The key point here is that while neither the UK nor Italy has deliberately tried to depreciate its currency to gain competitive advantage, in practice both countries have been able to do so, and this has put enormous pressure on German and French industry. It is quite difficult for anyone sitting in Britain to understand the real fear now running through both Germany and France as both countries teeter on the brink of renewed recession. If things seem slowish here on the periphery of Europe, they are vastly worse at the core.
So what will happen? As far as one can judge at this stage - the Verona meeting does not end until lunch-time today - the finance ministers and central banks have agreed to disagree. There has to be some co-ordination of policy, but how rigid that will be is for the future. Just getting inflation rates more in line would be very helpful. The graph on the left shows how while average inflation in the EU countries is back to the level of the late 1960s, the dispersion of these levels is still higher than it was then. If you are worried about exchange-rate pressures, the dispersion is arguably more important than the actual level of inflation, for if everyone is inflating at the same rate, however high that rate is, there should be less pressure for shifts in exchange rates.
Setting targets for inflation, though, cannot be enough, for there is no point in having targets if the underlying policies are out of kilter. Here the Maastricht criteria for fiscal policy are a great help for they do set a bench-mark for the deficit; 3 per cent of GDP may be too high, but at least it is better than any large EU country at present achieves.

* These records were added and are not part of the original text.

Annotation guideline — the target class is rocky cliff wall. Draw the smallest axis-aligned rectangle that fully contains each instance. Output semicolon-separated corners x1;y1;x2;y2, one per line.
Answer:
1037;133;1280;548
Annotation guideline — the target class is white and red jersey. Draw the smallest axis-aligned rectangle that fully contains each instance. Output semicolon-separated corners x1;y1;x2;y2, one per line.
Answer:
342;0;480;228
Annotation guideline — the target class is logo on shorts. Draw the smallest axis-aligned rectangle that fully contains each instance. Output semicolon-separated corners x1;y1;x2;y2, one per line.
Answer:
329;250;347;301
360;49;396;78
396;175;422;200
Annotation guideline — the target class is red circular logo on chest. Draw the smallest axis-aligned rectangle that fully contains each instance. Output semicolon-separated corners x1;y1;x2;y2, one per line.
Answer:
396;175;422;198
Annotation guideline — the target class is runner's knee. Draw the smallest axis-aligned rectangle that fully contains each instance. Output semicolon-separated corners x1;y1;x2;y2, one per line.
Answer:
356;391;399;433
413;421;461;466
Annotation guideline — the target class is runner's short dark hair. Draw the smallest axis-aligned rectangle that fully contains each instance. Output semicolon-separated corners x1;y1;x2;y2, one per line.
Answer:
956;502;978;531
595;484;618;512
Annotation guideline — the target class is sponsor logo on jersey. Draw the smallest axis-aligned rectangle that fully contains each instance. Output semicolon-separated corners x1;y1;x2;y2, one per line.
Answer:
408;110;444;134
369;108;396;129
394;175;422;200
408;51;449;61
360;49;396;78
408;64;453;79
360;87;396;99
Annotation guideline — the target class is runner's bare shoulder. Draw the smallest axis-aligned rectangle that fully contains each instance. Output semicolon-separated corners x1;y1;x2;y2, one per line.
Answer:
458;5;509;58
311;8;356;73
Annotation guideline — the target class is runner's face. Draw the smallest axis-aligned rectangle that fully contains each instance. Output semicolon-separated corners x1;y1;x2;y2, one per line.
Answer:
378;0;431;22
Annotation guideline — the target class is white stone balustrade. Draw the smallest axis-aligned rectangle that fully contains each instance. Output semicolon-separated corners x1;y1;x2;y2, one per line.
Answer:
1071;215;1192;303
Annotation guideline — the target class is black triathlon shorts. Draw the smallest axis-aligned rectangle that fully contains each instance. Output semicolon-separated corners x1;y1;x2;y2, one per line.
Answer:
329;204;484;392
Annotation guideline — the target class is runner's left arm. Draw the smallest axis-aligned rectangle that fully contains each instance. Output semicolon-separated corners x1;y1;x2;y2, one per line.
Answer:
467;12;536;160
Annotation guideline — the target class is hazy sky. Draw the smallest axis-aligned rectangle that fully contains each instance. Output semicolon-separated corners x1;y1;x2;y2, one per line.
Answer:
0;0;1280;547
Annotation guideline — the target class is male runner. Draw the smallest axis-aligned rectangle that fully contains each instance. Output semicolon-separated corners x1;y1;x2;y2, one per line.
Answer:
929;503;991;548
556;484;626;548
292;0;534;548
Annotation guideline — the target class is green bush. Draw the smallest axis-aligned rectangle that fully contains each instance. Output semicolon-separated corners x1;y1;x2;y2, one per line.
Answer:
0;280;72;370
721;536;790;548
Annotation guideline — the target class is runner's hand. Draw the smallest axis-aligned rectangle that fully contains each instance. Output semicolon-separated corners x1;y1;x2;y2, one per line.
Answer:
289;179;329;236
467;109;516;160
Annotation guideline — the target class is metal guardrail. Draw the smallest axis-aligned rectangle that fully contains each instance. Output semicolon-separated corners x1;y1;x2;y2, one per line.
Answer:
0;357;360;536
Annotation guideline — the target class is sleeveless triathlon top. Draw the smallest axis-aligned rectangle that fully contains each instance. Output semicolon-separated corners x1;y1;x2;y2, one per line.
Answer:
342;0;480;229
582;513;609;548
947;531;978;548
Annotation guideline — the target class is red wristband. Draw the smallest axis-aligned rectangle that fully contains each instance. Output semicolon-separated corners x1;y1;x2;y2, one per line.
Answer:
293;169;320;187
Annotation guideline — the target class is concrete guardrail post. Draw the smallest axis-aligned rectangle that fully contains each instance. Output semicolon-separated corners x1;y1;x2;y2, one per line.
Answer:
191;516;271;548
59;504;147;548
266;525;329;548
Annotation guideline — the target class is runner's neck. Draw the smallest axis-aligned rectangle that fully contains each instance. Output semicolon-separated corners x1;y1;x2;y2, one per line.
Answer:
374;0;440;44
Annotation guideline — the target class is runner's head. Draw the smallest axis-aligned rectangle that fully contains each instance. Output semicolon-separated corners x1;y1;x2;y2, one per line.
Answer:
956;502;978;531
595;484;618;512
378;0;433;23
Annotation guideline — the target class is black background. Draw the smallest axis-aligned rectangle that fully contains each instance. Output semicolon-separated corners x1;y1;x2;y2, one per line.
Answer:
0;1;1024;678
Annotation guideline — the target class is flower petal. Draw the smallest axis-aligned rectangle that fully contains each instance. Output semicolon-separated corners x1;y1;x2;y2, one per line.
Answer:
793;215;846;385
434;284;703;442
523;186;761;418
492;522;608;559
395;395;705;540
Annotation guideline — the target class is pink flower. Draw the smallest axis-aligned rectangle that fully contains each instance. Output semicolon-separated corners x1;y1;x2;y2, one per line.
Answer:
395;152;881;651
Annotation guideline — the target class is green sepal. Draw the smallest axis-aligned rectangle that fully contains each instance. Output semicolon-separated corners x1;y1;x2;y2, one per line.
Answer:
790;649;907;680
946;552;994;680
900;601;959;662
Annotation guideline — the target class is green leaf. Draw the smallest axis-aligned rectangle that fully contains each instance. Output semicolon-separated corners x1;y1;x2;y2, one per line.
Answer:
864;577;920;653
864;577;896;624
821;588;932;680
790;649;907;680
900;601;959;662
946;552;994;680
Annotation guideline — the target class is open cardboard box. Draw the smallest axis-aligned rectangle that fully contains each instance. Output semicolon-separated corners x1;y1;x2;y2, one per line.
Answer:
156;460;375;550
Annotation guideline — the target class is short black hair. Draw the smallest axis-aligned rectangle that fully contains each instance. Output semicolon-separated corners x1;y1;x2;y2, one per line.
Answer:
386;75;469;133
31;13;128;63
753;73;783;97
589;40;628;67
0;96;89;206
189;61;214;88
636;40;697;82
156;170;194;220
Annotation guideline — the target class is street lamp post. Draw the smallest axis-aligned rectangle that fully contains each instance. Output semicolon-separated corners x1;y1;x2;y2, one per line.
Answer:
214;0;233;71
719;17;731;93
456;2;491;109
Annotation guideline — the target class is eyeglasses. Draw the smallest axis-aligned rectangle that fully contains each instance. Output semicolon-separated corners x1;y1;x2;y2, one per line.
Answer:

Contrary to popular opinion, however, fiscal laxity is not a peculiarly European problem. If you project government fiscal policies forward, and make the admittedly unrealistic assumption of no change in policies after the year 2000, Germany and France both face a more healthy fiscal future than the US and Japan (see right hand graph). The UK is a model of restraint.
One of the oddities of the Maastricht criteria is that they are only supposed to apply to countries at the moment of joining the single currency - just what they might do once they were inside has been rather glossed over. So a second useful way forward would be to set up some kind of Europe- wide mechanism for requiring both insiders and outsiders to run responsible fiscal policies - not just to qualify for EMU, but as a good thing in its own right.
If that sort of approach is developed in the months following this meeting, then we will look back on Verona as a turning point in European financial affairs. But if the trade-sanction advocates start winning the argument, then Verona will have been the start of an unravelling of free trade in Europe, maybe even an unravelling of the EU itself.